A Site for Peace

Wednesday 2 December 2009, 5:32 pm   ////  

I got word from Nitin Sawney, founder of Voices Beyond Walls (which conducts storytelling and video production workshops with youth in the West Bank) and the Boston Palestine Film Festival, of a new site that MIT has launched: Jerusalem 2050: Visions for a Place of Peace. On the site, you can register and engage with other community members about projects and prospects, and can read the project Nitin and two others have undertaken, “Media Barrios: Envisioning Jerusalem through Media Barrios and Performance Spaces.”

One nice thing that this site highlights is that conversation and resources on the Web don’t have to sit apart from particular geographical and urban places; websites can help us work toward a better understanding of and better future for other sorts of sites. Of course, we should be aware of this, almost 20 years after the invention of the Web, but I think it bears repeating.

Bergen Apothegma, Part 2

Tuesday 10 November 2009, 8:06 pm   ///////////  

Actually I haven’t had the energy to keep mining each of the presentations at The Network as a Space and Medium for Collaborative Interdisciplinary Art Practice, but they were rich in provocation and new ideas, and now I have to post something to follow “part 1.” The workshop went very well; particularly good were two long evenings of electronic literature, digital poetry, and readable digital art that were done by individuals but showcased collaboration. These two readings stood out because so much of the workshop time (which usually would have gone to very full days of panels) was dedicated to the presentation of creative work, and because the variety and quality of work was stellar.
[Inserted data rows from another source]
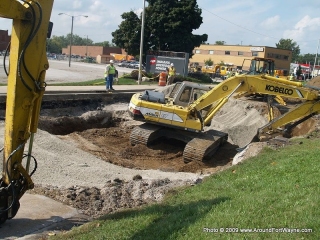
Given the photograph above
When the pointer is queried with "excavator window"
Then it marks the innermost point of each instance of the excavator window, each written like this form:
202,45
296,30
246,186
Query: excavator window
185,96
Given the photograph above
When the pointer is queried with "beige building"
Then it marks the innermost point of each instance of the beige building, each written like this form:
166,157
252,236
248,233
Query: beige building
235,54
92,51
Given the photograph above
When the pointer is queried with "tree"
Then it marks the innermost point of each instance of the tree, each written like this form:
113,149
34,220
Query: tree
169,27
290,45
128,34
104,44
220,42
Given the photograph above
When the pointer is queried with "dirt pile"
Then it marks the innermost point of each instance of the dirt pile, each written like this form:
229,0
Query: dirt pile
241,120
115,195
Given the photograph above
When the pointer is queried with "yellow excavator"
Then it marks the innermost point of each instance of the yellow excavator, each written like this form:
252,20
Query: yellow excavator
26,85
166,117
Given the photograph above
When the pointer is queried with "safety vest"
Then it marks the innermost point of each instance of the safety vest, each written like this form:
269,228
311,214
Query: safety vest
110,70
172,71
You can check the twitsphere to see what was twot about the workshop.

A big thanks to Scott Rettberg for putting on this event and for inviting us Americans to join this international discussion.

Bergen Apothegma, Part 1

Monday 9 November 2009, 9:14 am   //////////  

I’m at a fine gathering, The Network as a Space and Medium for Collaborative Interdisciplinary Art Practice. This is a workshop Scott Rettberg organized here in Bergen, Norway. Here’s a tiny glimpse of it.

First, Daniel Apollon has very deftly provided us with a video of last night’s electronic literature readings / presentations by nine readers: Jörg Piringer. Roderick Coover, J. R. Carpenter, John Cayley, Renée Turner, Serge Bouchardon, Chris Funkhouser, Talan Memmott, and Michelle Teran. It was remarkable for being an extremely long e-lit reading that was also very compelling throughout and offered a wide range of work, never lagging at any point during the three hours. The video is just over 11 minutes.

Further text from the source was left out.